Doktor Kenan’ın bu yaklaşımı onu kendi oğlu ile de karşı karşıya getirir. Kendisine en sert ithamları yine oğlu yöneltir. Onu, ”insan kasabı” olmakla, bir ”canavar” yaratmakla ve ”doktor Frankenstein” olmakla suçlar. Beyin nakli üzerinden dönen bu tartışma sadece ”üst sınıf” diyebileceğimiz bir kesimle sınırla kalmaz. Dizinin bana göre en dikkat çeken yönlerinden biri de sürekli etrafta gördüğümüz kameralar ve kişilere yöneltilen mikrofonlar. Aynı derinlik içerisinde olmasa da tüm Türkiye’nin bu mesele ile çalkalandığını görüyoruz. Kahvehaneler, kadınların çay saatleri, gençlerin ev buluşmaları. Her yerde ya bir radyo ya da bir televizyon açıktır ve konuşulan tek konu da beyin naklidir.
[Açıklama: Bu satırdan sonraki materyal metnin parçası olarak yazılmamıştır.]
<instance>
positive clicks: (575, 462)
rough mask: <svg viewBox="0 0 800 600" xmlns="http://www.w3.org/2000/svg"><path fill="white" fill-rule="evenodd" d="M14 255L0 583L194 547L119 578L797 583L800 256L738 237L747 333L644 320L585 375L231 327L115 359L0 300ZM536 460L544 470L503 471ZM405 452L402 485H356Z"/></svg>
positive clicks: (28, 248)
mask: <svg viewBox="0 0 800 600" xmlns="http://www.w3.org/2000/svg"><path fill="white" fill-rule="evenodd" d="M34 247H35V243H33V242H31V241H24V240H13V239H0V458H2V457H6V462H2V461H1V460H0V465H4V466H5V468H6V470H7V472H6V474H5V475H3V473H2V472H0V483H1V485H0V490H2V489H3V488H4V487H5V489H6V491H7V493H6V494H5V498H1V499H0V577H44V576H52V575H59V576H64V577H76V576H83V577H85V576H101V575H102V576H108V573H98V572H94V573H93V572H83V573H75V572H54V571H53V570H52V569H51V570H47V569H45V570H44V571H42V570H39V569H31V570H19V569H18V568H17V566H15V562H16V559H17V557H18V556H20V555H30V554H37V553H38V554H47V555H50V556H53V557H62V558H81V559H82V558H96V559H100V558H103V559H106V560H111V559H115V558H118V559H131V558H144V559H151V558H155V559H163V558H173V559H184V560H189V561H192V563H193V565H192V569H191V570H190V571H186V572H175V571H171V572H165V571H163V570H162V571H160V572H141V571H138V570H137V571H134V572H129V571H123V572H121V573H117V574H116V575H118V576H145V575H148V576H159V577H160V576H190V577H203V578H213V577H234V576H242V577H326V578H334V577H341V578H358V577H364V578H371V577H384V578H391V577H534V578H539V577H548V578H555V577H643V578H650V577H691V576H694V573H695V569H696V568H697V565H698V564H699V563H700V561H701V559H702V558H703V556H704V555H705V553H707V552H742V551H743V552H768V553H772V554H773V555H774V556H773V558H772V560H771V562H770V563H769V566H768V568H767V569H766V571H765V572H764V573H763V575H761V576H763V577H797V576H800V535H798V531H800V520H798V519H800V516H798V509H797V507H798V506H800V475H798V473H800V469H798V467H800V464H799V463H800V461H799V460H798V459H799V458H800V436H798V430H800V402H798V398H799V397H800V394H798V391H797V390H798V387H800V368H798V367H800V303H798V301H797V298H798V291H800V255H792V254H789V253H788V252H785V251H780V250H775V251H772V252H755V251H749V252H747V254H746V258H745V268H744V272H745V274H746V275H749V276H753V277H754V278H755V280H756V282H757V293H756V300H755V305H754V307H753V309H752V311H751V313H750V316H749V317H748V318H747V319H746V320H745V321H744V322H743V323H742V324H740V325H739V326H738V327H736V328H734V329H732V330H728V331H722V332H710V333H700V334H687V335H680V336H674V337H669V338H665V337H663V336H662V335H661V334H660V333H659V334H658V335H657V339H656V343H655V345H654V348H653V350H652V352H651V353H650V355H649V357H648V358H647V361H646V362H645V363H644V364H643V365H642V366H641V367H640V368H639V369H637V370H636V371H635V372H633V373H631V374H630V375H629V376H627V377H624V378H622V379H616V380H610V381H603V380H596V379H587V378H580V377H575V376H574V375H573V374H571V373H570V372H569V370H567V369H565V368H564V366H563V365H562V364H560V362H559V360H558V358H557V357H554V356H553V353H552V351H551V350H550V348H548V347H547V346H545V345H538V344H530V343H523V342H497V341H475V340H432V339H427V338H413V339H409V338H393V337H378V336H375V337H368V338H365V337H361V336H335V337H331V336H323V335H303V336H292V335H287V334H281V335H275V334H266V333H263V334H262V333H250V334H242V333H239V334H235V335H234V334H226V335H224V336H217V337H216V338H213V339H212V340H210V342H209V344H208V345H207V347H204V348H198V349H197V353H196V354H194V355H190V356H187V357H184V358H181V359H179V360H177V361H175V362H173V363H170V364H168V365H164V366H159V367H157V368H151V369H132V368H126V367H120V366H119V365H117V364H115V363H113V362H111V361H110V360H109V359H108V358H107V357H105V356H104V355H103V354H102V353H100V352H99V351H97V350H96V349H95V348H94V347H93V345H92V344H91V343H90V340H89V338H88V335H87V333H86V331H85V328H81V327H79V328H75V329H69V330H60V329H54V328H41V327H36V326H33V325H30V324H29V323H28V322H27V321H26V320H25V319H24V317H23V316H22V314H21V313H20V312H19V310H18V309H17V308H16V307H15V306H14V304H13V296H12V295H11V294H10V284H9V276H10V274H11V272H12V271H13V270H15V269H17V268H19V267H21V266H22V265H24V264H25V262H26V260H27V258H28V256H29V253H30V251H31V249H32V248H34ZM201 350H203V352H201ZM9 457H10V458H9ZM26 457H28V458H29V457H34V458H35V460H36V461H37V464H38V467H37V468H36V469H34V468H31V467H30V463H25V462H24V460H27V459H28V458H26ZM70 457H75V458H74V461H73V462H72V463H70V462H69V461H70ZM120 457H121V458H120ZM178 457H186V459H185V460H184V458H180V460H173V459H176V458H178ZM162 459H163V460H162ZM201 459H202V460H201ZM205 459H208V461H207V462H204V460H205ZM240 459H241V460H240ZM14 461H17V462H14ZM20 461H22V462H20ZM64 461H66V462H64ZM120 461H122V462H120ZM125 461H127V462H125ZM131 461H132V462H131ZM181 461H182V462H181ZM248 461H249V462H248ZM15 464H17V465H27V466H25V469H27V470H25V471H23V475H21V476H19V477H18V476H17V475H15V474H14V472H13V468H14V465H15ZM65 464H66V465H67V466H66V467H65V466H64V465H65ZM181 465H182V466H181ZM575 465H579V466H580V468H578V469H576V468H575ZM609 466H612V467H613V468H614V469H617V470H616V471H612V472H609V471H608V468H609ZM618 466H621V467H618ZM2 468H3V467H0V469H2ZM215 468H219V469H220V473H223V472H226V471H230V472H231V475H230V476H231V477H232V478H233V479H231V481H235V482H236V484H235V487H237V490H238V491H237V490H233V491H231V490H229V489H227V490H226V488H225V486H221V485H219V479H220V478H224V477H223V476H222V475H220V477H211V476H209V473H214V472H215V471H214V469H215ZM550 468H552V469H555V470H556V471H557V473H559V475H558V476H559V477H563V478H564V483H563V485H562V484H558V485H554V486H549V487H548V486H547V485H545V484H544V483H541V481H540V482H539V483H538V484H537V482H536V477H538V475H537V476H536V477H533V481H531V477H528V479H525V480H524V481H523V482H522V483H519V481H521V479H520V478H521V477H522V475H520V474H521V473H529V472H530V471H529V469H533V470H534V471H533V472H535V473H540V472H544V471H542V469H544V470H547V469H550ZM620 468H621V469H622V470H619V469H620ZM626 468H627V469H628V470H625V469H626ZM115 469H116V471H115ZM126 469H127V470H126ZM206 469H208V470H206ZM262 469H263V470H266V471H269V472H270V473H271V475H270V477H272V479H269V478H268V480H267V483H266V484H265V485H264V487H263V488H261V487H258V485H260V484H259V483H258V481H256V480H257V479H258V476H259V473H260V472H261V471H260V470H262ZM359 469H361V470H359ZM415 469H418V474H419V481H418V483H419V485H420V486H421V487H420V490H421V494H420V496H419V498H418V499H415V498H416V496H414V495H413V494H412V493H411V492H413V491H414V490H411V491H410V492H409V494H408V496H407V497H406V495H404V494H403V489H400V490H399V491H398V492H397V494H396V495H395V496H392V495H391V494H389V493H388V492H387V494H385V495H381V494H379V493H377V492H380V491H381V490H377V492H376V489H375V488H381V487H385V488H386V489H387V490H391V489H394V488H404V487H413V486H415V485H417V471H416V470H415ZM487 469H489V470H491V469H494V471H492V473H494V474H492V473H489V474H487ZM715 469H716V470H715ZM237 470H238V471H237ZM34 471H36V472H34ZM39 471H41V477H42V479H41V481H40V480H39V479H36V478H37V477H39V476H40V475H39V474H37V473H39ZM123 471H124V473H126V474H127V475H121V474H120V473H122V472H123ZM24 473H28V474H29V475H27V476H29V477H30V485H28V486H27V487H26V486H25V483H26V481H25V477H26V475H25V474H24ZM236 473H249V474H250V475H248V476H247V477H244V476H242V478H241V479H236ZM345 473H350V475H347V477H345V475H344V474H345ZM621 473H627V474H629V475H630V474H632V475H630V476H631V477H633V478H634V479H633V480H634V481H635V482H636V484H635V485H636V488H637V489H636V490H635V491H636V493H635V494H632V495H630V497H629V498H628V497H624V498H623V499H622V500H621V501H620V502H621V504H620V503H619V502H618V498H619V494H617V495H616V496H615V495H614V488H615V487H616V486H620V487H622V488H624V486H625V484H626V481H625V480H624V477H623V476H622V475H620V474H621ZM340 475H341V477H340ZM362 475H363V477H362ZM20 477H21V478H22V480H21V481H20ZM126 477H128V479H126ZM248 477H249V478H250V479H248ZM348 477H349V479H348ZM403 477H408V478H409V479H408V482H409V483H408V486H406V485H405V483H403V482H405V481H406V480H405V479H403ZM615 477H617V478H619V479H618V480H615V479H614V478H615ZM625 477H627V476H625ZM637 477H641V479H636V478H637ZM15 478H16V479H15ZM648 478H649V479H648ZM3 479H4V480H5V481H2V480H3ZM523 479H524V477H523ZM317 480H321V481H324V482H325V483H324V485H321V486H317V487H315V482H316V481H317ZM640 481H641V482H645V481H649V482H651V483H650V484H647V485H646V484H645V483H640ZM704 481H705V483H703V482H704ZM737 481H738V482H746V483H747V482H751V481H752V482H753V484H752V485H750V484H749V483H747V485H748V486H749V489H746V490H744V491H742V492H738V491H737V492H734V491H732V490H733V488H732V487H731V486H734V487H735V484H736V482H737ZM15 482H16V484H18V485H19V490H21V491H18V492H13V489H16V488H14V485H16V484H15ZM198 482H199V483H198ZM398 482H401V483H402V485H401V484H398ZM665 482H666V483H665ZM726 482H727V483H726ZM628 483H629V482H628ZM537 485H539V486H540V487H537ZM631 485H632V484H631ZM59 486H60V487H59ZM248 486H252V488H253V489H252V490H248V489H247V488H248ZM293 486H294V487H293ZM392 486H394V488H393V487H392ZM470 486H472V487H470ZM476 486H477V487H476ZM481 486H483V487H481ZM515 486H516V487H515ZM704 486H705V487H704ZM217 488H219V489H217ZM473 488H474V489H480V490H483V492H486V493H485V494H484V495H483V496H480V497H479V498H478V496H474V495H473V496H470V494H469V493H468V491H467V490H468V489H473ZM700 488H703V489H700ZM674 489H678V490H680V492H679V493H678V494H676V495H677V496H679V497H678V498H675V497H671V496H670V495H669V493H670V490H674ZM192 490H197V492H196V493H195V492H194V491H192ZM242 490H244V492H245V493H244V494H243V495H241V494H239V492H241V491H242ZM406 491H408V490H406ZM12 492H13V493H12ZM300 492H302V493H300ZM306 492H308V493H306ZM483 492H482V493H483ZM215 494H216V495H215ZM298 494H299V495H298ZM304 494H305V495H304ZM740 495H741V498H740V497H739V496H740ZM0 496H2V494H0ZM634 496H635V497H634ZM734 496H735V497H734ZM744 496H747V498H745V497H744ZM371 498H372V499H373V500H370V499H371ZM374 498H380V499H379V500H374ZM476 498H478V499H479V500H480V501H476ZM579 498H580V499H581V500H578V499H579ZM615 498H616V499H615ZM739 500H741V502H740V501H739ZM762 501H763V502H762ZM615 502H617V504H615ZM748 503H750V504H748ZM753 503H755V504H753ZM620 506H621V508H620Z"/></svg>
Bu sırada dizinin seyri açısından kritik bir an yaşanır. Semih Şerifoğlu, uzun süredir devam eden baş ağrılarına artık dayanamadığı bir noktada, eşinin ısrarları ile doktora gitmeyi kabul eder. Beyninde bir tümör olduğunu ve müdahale etmek için çok geç kalındığını öğreniriz. Bu olay Doktor Kenan’ın aradığı fırsattır!